Difference between steel and aluminium
Steel vs aluminium:
Steel and aluminium are materials that we see almost every day, almost everywhere. Unless one is well versed in the language of metals and their usage, he probably won’t think much about the difference between steel and aluminium. Simply looking at them might not tell much because they can also be quite similar in appearance depending on how they were polished. As a matter of fact, the first thing that pops into a person’s head when faced with this question is ‘Is there any difference at all?’ Yet, there do exist certain very distinctive differences between these two metals. Thereby, this paper aims at providing those who are blind to these differences, with a more comprehensive knowledge along with a short account of their differences.
What is steel?
Steel is the most common metal alloy in the world. In its simplest form, it consists of iron and varying amounts of carbon. Iron is the major component of steel, with carbon being a distant second, at between 0.2 per cent and 2.1 per cent by weight, depending on the grade. Other alloying elements sometimes used are manganese, chromium, vanadium and tungsten. Carbon is the most cost-effective way to alloy iron, but other metals can be used to augment the carbon and to give the metal certain properties. The metal known as cast iron is actually steel that has a very high carbon content, which gives it a lower melting point and greater castability. Steel is well-known for its strength, which is given to it precisely by the alloying elements. Though steel had been produced by various inefficient methods long before the Renaissance, its use became more common after more efficient production methods were devised in the 17th century. With the invention of the Bessemer process in the mid-19th century, steel became an inexpensive mass-produced material.
What is aluminium?
Aluminium is a non-ferrous metal that is abundantly present in nature but because it is highly reactive, it usually exists combined with over 270 different minerals, mainly bauxite compound. Aluminium or aluminium is a silvery white member of the boron group of chemical elements. Its appearance can range from something silvery to those that carry a duller gray tinge to it. This depends upon the roughness of its surface. It has the symbol Al, and its atomic number is 13. It is not soluble in water under normal circumstances. It is classified in the poor metals, sharing the property of extreme malleability with metals like tin and lead. Aluminum is a low density metal that is often used because of its innate ability to resist all sorts of corrosion. It is often used in the construction of buildings, transport vehicles as well as in the aerospace industry where many structural components have aluminium and its alloys as bases. Aluminium is the third most abundant element (after oxygen and silicon), and the most abundant metal, in the Earth’s crust. It makes up about 8 per cent by weight of the Earth’s solid surface.
What is the difference between aluminium and steel?
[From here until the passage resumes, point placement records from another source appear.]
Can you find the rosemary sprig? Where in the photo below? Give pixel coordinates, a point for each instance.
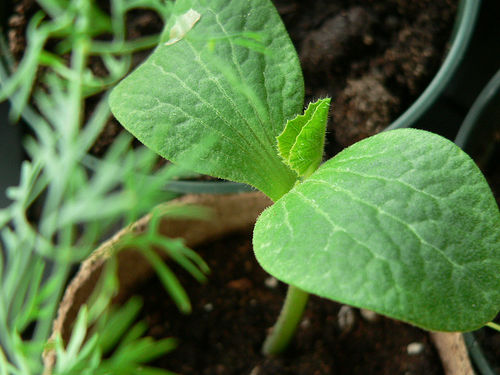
(67, 201)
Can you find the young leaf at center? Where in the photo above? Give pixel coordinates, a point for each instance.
(303, 139)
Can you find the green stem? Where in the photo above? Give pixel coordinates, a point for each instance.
(290, 316)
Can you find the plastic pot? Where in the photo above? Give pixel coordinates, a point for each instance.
(463, 30)
(475, 137)
(232, 213)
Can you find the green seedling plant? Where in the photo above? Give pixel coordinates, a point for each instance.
(402, 223)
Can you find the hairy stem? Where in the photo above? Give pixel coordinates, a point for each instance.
(284, 329)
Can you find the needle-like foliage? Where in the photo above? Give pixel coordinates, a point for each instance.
(67, 201)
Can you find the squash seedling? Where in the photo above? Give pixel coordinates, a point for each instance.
(402, 223)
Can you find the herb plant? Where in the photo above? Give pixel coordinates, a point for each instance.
(402, 223)
(67, 201)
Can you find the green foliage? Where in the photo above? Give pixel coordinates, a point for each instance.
(402, 223)
(302, 141)
(67, 201)
(214, 83)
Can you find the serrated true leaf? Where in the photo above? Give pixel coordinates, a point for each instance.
(302, 141)
(213, 96)
(402, 223)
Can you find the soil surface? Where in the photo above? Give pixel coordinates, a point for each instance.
(373, 58)
(232, 312)
(489, 340)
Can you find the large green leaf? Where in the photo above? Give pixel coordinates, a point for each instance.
(402, 223)
(217, 91)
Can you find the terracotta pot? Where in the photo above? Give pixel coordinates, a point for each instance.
(231, 213)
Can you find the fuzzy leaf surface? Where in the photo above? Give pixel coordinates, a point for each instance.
(217, 92)
(302, 141)
(402, 223)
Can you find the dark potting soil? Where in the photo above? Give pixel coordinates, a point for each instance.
(489, 341)
(373, 58)
(232, 312)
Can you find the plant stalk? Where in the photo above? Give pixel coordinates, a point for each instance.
(290, 316)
Steel and aluminium are widely used materials with a wide range of applications. Steel is an alloy, however, while aluminium is an element. Even then, aluminium is very reactive and whatever applications of aluminium we see now, it is usually mixed with other elements or compounds to prevent chemical reactions. Steel is very malleable compared to aluminium, but the latter is lightweight. In car manufacturing, aluminium is considered better because it gives a better weight/strength ratio. Even though steel and aluminium are quite famous for their industrial applications now, in the past steel was mostly used for weaponry while aluminium was used for dyeing and for the dressing of wounds. Basically, aluminium in all its various forms is not magnetic. Steel, on the other hand, is magnetic. However, there are types of it that are not. The difference lies in that particular type of steel’s microstructure.
Being a highly energy-intensive process, producing virgin aluminium generates more carbon dioxide emissions than producing virgin steel. Since their manufacturing processes are assumed to be similar, the amounts of carbon dioxide generated during the manufacturing stage differ slightly, being the direct result of using electricity to operate the machinery. In considering the total life-cycle of an automobile covering four stages (pre-manufacturing, manufacturing, use, and post-use), it is apparent that during the operational (use) stage of a vehicle, aluminium is proven to be a reliable alternative for traditional materials currently used in automotive body structures largely due to its cost effectiveness and superior performance due to light weight. With the gas price variation, the initial cost advantage of using steel in body components gained in pre-manufacturing and manufacturing stages can be overcome during the operational (use) stage of the vehicle, since the lighter alternative provides significant savings in terms of fuel consumption and consequently generation of airborne gas emissions. Also, the superior recyclability and reusability of aluminium in the post-use stage outweighs the traditional materials such as steel despite the higher cost involved in producing primary aluminium.